Rotation is still a vital part of any rev rate/speed conversation. Let’s say that you had those 420 revs and zero degrees of axis rotation. That’s a lot of revs. Revs make the ball hook, right? Not. It’s just one of the four forces a bowler imparts to a ball – rotation, tilt, speed, and revs.

It takes all that plus what the lane gives you to create “hook.” In fact, if you have a plethora of all those forces, I can fix the lane so the ball doesn’t hook. ALL the factors – you, the ball, and the lane – have to get along in order for you to see the ball motion you desire.

All those revs would not have the same effect with zero degrees of axis rotation as they would have with 45 degrees of axis rotation. So, the angle your ball is rotating has a huge effect on its reaction to the lane.
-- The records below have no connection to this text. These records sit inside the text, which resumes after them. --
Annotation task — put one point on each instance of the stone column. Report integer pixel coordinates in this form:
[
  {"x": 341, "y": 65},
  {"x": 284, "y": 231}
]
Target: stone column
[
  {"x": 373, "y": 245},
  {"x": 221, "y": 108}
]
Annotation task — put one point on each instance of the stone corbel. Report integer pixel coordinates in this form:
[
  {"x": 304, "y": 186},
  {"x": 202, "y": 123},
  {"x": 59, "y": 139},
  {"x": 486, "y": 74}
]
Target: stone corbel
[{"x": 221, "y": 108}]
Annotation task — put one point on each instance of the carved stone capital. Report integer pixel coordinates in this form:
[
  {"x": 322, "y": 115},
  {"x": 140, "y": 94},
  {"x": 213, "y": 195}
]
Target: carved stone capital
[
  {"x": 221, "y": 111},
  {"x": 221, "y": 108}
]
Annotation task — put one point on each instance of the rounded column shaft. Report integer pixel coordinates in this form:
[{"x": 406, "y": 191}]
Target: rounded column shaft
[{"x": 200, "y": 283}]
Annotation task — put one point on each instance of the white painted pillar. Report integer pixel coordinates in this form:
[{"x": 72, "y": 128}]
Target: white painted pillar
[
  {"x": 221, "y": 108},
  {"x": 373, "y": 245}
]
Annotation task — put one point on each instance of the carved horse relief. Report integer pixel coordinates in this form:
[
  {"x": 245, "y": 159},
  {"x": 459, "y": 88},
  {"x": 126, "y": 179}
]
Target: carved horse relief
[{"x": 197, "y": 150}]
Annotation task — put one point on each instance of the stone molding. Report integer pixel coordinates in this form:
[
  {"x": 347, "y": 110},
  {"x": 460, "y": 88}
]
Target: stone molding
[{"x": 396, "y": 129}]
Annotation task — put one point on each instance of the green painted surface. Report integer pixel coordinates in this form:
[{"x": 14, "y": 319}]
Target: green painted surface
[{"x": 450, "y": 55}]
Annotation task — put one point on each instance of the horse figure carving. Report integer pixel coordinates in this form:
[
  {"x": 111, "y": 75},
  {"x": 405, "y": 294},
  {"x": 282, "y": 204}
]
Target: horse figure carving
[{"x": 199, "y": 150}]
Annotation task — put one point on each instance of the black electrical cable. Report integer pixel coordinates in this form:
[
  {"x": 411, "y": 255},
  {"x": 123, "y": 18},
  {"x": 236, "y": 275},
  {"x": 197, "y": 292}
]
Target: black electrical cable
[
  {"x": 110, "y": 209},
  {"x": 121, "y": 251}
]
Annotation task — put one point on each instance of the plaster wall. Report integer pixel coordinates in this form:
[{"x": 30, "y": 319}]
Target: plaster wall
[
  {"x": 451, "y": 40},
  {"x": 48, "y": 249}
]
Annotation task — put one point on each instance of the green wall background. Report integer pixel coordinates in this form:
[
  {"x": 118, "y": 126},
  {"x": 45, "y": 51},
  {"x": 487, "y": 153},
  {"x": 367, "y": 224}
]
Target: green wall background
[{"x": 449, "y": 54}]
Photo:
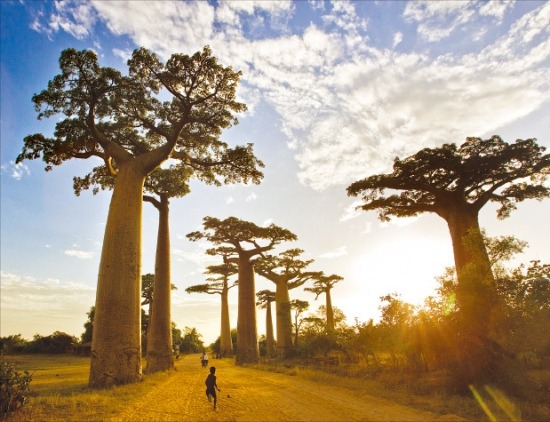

If the front wheels of a car are turned to the left, those tires are no longer rotating at zero degrees of axis rotation but have changed the angle of their rotation so the car can make a corner safely. Can you see how that would apply to your bowling ball “making the corner”?

You will skid out or crash if you try to take a corner with too much speed or if your tires are spinning too fast for the amount of traction allowed by the road – when it is slick from rain, for example. We all slow down to make corners. Your ball has to slow down to make a “corner” as well.

Current buzzwords for the matching up phenomenon are rev dominant and speed dominant. If you have more speed than your rev rate and rotation can accommodate, you will throw the ball through the breakpoint. If you have a high rev rate and/or lots of rotation but slow speed on a house shot, you’ll likely experience early hook. If you have that high rev rate and slow speed on slick lanes, you could be in great shape.

Axis rotation angle = 90 degrees

If the lanes are medium or a bit dry, your high rev rate and speed won’t be what the lanes want. You’re not “matched up.” The same would be true if you have a lot of speed and a medium rev rate. You won’t be giving the lane what it wants…..unless they are a bit dry. Then that great speed and medium rev rate might be just what you need to get through the heads and mids with enough energy for serious back end work. If the lane doesn’t want what you brought, you’re in for a long night.

That’s why it is so important to be versatile. If you have one speed that you cannot vary ON DEMAND and only one or two releases, you might be a pretty good house bowler (as long as you found a house that wanted what you have). A tournament player, however, will not be successful with so few weapons. Even if you only go to your local association tournament and to Nationals, you’re a tournament player. Why spend the entry fee and all those travel expenses without giving yourself a shot (pun intended) to make a little of that back? That doesn’t even mention how much more fun you could have getting lined up faster at league!

You don’t want to be a rev dominant player. Neither do you want to be speed dominant. Get with a qualified coach and learn to vary both so that no matter what the lane requires, you can provide it.